I'm not sure if this should be a question or an idea, I think it depends if what i'm looking for does already exsists or not.. Anyway I have been trying to implement a model which is currently unvailable in the Wolfram Language: Extreme Learning Machines.
They are conceptually simple models which follow these steps:
Standardize data
Randomly project the data in a high dimensional space (and apply a non-linear function)
Find optimal weights that predicts the quantity of interest (as LinearRegression in Predict or LogisticRegression in Classify).

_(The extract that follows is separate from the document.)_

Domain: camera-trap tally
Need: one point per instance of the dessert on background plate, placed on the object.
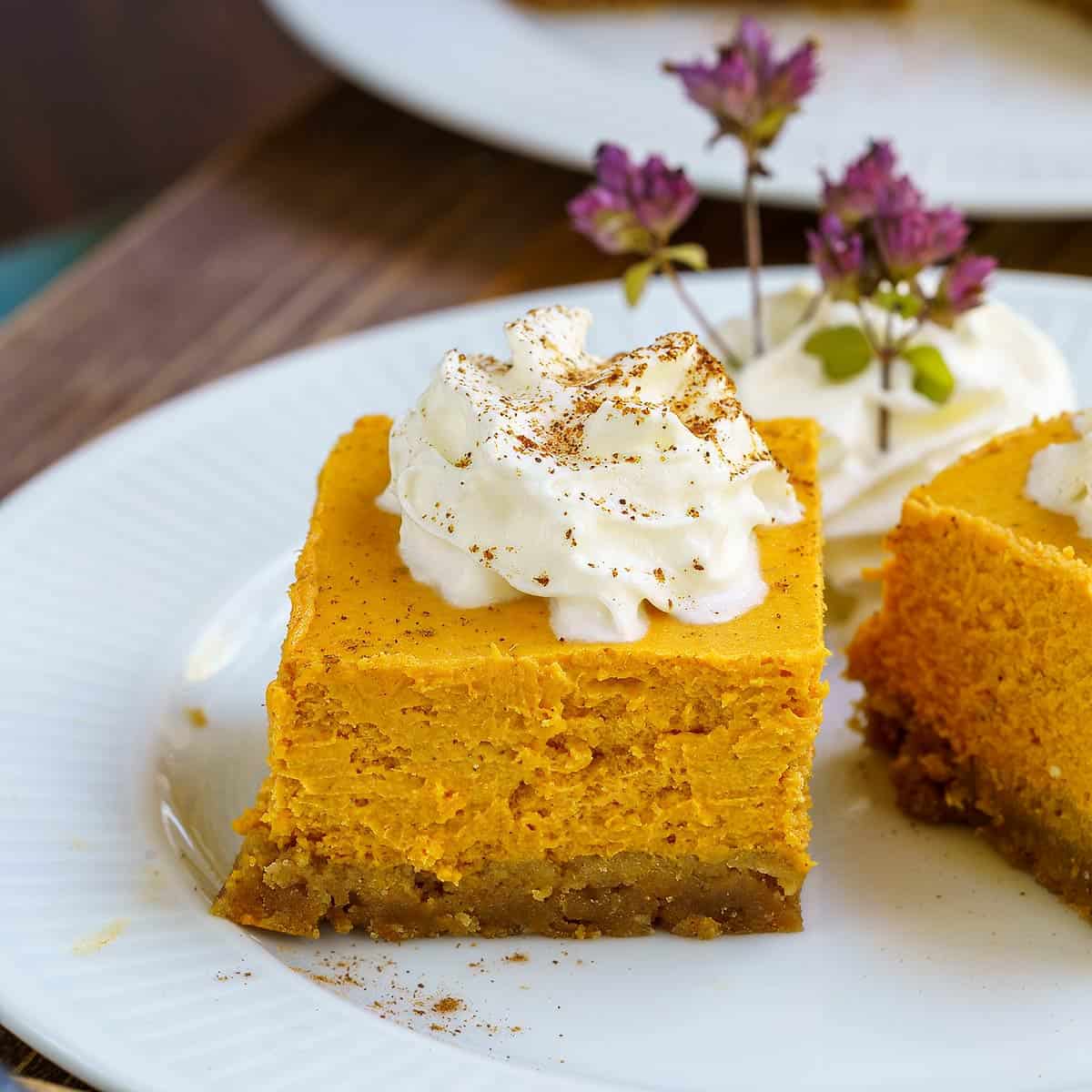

In order to implement them in a quick and integrated way (so that i could have a predictor function) i have used the following code:
train = ResourceData["Sample Data: Boston Homes", "TrainingData"];
test = ResourceData["Sample Data: Boston Homes", "TestData"];
numFeats = Length@Keys@train[[1]]
w = RandomReal[{-1, 1}, {100, numFeats}];
randomProject[data_] := Tanh[w.data]
elm = Predict[train, FeatureExtractor -> {Standardize, randomProject},
Method -> "LinearRegression", PerformanceGoal -> "TrainingSpeed"]
The code works (and actually also have good performances) but I have a couple of issues:
1) can I automatize the inference of the value "numFeats" when i pass it as a FeatureExtractor?
2) How can I initialize the random matrix w
so that I don't have to define it as a global variable?
3) Does Standardize actually compute the mean and variance on the train set and apply them on the test set? Or is it just standardizing a single List of data? If it is, how can we explicitly pass a Extractor that learn the parameter from the data (in this case just mean and variance)? I suspect that is not doing what i'm thinking because performances are better without the Standardize step.
4) I know that Classify follow an internal random seach in order to find the best hyperparameters set. My provocative question is: is it possible to pass in its search space a parameter from the featureExtractor? (In this case for example the dimension of the final projecting space that have been arbitrarily set to 100)
-- (PS: It has been really exciting to implement all of this in such a succint and clean way)